I actually did modelling as a teenager and through some of my college years, and I'm totally blind. It's pretty easy to model for pictures; You're told where and how to pose and you put yourself in a frame of mind which allows for certain facial expressions. I had prosthetic eyes then, and both of them looked very natural and were always open. So in most pictures I was able to fake the being able to see thing. And they came out great, at least that's what my agent and various other people said. (I don't really think they were trying to placate me since they were making money off of my success. If I sucked it would be their loss and they'd have cut me off quick. lol)
But as a stripper, you're pretty much in constant motion. You really, really need to know the layout of your work surface, so to speak, in order to ensure that you wont' have any clumsy accidents. But how is this possible in an ever-changing environment, such as a strip club?
Just a drink misplaced or a chair misused and you've subscribed to the likelihood of an accident.
Even walking the runway is simple compared to this. As a blind person, you can do a runway without a problem as long as you look graceful, confident and you're quick. It's usually a streight narrow walkway and you're told when to turn around in advance so that you don't make an ass out of yourself. But I can't imagine dancing as a totally blind stripper, simply for the fact of being disoriented by the noise and an ever-changing environment.
Yes, you understand it beautifully even without going to one.
She could do the pole easy enough, because it is something she could feel.

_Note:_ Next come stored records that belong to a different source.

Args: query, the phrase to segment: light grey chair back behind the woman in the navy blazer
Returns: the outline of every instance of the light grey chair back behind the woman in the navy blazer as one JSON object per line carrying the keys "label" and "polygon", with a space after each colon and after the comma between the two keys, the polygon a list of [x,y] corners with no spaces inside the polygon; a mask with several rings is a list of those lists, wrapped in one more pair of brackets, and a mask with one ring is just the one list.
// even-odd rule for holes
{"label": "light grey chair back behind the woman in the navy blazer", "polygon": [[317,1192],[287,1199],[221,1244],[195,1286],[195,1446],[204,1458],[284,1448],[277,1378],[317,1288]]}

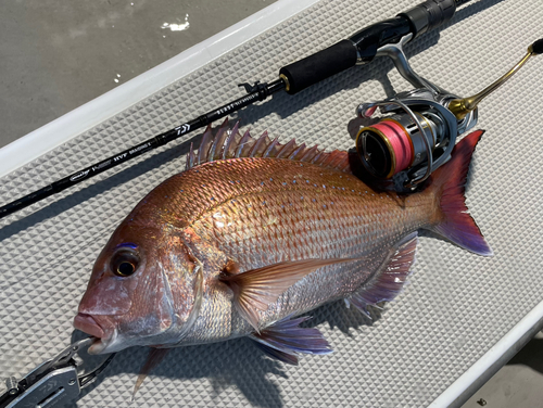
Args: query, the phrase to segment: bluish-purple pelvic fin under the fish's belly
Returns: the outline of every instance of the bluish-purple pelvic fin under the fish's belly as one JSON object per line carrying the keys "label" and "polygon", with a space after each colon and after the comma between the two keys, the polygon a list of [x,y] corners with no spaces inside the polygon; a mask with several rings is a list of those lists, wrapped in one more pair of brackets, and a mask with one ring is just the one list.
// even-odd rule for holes
{"label": "bluish-purple pelvic fin under the fish's belly", "polygon": [[291,316],[251,334],[255,344],[269,357],[289,365],[298,366],[298,354],[330,354],[333,350],[318,329],[301,328],[300,324],[311,317]]}

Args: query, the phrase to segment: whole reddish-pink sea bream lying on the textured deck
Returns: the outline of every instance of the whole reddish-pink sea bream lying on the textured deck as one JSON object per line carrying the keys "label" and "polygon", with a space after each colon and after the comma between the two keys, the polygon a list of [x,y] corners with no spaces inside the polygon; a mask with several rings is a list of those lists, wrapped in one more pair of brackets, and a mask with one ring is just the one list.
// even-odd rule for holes
{"label": "whole reddish-pink sea bream lying on the textured deck", "polygon": [[292,317],[340,298],[362,310],[392,299],[419,229],[490,254],[463,196],[480,135],[411,195],[372,190],[351,173],[345,152],[253,140],[237,127],[210,135],[100,254],[75,319],[99,337],[90,352],[250,335],[295,362],[298,353],[329,346]]}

Now, many walk about, and come right up to the edges of the stage to get the tip offered, so if she had no way to know a tip was being offered the man would take that as rude. You can't put her on a bar, unless it had raised edges, but then you'd need a tip jar and a bartender to incurrage that instead of sticking them in her pants, depending on the level the stripper is allowed to strip.
Next the drinks on the bar would be a problem as you suggest.
You'd need to set a stage show sort of where she danced in a circle or box with ropes a carpet, or such things so that it looked like part of the show and not her guides.
She doesn't have to make eye contact in that setting, because closing her eyes could be part of the act.
That is about the only way I can see it done.
Okay, for someone who has wrote a chapter or two on strip clubs in their life time, "don't ask", moving on, these ladies must do more then just stand there and look pretty. Lets see lap dances, some times giving oral sex at there own acord or further. Again most strippers have the right to say how far there allowed to go, some pleaces even have the two foot law, where the stripper stays away while dancing about two foot away. I have had some get down right :), fill in the blanks, one thing is apparent here, these ladies are doing it to brake bred. I can only ponder the crap these women put up with on a daily bases so my hats off to them.
I agree, I have tons of respect for these fellow workers putting themselves out there to feed their families.